3. Improves functioning of pancreatic beta cells

Dysfunction of beta cells of the pancreas causes insufficient production of insulin which may lead to Type 1 diabetes. According to a study, white rice vinegar can help improve the functioning of pancreatic beta cells and thus, maintain glucose levels in the body. It can also reduce body weight and improve glycogen storage in the liver and contribute to glucose management. [6]

4. Positive effects on the glycemic index and oxidative stress

Apple cider vinegar, the most widely used form of vinegar, may show beneficial effects on oxidative stress and glycemic indices of people with diabetes and high cholesterol levels, says a study. Oxidative stress is known to damage the pancreatic cells due to free radicals, thus leading to diabetes and its complications. Vinegar's anti-oxidative properties can help prevent damage to vital organs like the pancreas and thus, prevent diabetes risk. [7]

5. Reduces glycemic index of foods

Studies say that when vinegar is added to high carbohydrate foods such as rice, its glycemic index can be reduced by 20-35 per cent. Also, when food items like cucumber are pickled with vinegar, the glycemic index may reduce by over 30 per cent. This shows that vinegar has great glycemic index-lowering properties and thus, can be consumed with carbs as part of a diabetes diet. [8]

To Conclude

It is always good to consult a medical expert before including any food in your diabetes diet for proper quantities depending on your condition.
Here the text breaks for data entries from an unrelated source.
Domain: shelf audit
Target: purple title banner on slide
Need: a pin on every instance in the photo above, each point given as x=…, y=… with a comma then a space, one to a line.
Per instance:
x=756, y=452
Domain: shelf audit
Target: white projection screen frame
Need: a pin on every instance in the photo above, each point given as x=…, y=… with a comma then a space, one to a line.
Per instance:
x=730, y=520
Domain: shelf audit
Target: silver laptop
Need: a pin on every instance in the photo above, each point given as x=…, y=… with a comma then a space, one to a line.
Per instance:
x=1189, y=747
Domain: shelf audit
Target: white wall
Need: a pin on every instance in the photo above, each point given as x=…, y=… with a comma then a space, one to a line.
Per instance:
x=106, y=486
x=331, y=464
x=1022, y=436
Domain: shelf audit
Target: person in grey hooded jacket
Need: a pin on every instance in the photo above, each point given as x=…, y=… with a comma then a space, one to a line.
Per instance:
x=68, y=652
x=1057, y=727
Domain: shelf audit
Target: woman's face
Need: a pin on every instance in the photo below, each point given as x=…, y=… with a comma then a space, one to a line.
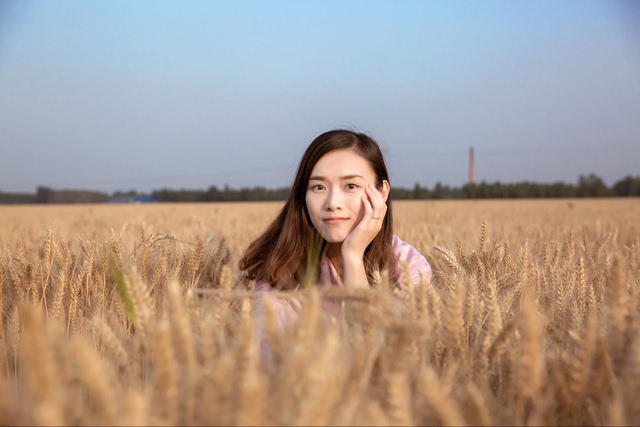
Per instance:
x=334, y=193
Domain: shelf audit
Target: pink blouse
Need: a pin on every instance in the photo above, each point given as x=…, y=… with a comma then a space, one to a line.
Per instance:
x=288, y=310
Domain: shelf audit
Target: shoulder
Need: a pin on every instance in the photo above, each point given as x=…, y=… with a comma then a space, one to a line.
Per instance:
x=410, y=256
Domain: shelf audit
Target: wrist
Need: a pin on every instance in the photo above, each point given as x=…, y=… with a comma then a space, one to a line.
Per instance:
x=351, y=258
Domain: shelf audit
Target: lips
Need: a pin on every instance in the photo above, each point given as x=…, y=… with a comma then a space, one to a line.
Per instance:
x=334, y=220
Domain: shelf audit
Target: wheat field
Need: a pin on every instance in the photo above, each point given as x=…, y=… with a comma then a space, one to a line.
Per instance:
x=137, y=314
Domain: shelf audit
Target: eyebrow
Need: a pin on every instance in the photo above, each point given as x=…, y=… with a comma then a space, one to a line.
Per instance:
x=321, y=178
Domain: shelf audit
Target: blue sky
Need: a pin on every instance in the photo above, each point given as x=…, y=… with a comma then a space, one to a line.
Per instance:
x=142, y=95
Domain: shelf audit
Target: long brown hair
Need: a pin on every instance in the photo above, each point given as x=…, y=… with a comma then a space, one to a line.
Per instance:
x=280, y=256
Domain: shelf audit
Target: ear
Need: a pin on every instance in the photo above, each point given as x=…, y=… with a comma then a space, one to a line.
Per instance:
x=386, y=189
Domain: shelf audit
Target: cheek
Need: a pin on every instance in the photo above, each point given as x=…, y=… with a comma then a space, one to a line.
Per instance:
x=355, y=202
x=312, y=204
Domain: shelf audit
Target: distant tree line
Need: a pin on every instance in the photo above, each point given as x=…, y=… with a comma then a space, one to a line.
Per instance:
x=587, y=186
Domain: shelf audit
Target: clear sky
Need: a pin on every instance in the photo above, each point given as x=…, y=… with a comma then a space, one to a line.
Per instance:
x=118, y=95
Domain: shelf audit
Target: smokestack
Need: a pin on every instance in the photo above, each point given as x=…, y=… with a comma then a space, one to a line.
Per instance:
x=472, y=176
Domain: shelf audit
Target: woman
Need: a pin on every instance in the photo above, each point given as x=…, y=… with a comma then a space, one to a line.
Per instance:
x=340, y=200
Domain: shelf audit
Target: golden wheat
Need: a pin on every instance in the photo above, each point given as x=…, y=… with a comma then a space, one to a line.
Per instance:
x=138, y=315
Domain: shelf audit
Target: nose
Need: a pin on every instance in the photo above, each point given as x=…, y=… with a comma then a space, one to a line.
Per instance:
x=334, y=200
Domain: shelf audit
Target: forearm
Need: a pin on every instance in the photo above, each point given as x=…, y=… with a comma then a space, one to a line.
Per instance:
x=355, y=276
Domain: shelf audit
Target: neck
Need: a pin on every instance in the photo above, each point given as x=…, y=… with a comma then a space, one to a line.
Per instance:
x=334, y=253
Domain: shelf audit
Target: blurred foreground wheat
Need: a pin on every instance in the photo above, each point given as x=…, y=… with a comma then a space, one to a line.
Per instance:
x=531, y=318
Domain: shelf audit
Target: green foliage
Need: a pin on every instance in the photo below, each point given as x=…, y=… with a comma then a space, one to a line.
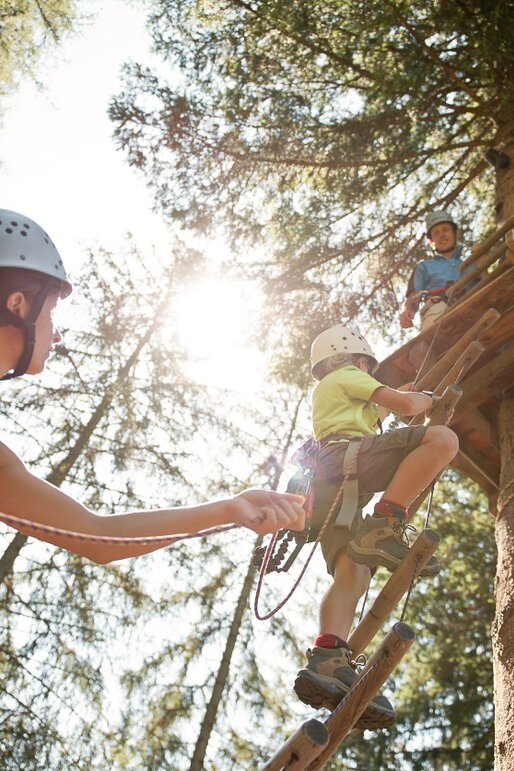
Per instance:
x=443, y=691
x=323, y=130
x=28, y=30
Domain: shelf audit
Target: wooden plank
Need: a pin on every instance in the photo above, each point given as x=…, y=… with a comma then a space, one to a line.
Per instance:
x=479, y=431
x=467, y=466
x=396, y=369
x=434, y=375
x=486, y=382
x=397, y=585
x=502, y=332
x=482, y=462
x=480, y=266
x=486, y=245
x=372, y=678
x=302, y=747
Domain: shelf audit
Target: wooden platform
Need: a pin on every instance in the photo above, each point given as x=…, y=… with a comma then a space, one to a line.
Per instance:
x=475, y=417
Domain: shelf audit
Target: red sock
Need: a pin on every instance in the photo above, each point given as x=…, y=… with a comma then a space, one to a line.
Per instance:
x=329, y=641
x=390, y=509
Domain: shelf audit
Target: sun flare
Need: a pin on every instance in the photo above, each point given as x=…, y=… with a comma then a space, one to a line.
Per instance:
x=216, y=321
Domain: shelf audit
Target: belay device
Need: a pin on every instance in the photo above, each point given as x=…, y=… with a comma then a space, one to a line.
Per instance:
x=306, y=459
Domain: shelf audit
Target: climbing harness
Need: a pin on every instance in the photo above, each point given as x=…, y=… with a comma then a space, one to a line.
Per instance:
x=267, y=560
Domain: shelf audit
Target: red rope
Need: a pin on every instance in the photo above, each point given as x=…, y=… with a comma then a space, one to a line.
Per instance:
x=269, y=549
x=150, y=539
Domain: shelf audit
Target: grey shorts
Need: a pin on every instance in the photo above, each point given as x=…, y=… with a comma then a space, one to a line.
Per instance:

Does vinegar lower blood sugar quickly?

Vinegar may not lower blood quickly, but when it is consumed with high carbohydrates foods, it may reduce post-meal glucose spikes by around 30 per cent.

Can diabetics drink vinegar?

Yes, diabetics can drink vinegar with water or consume pickles made with vinegar or can mix vinegar with salads and high carb foods like rice. This will help control glucose levels in the body and also improve the function of pancreatic beta cells.

How does vinegar lower your blood sugar?

Vinegar has anti-glycemic and antioxidative properties. It may help prevent damage to pancreatic beta cells due to free radicals and improve insulin production while the anti-glycemic property may help glucose spike in the body.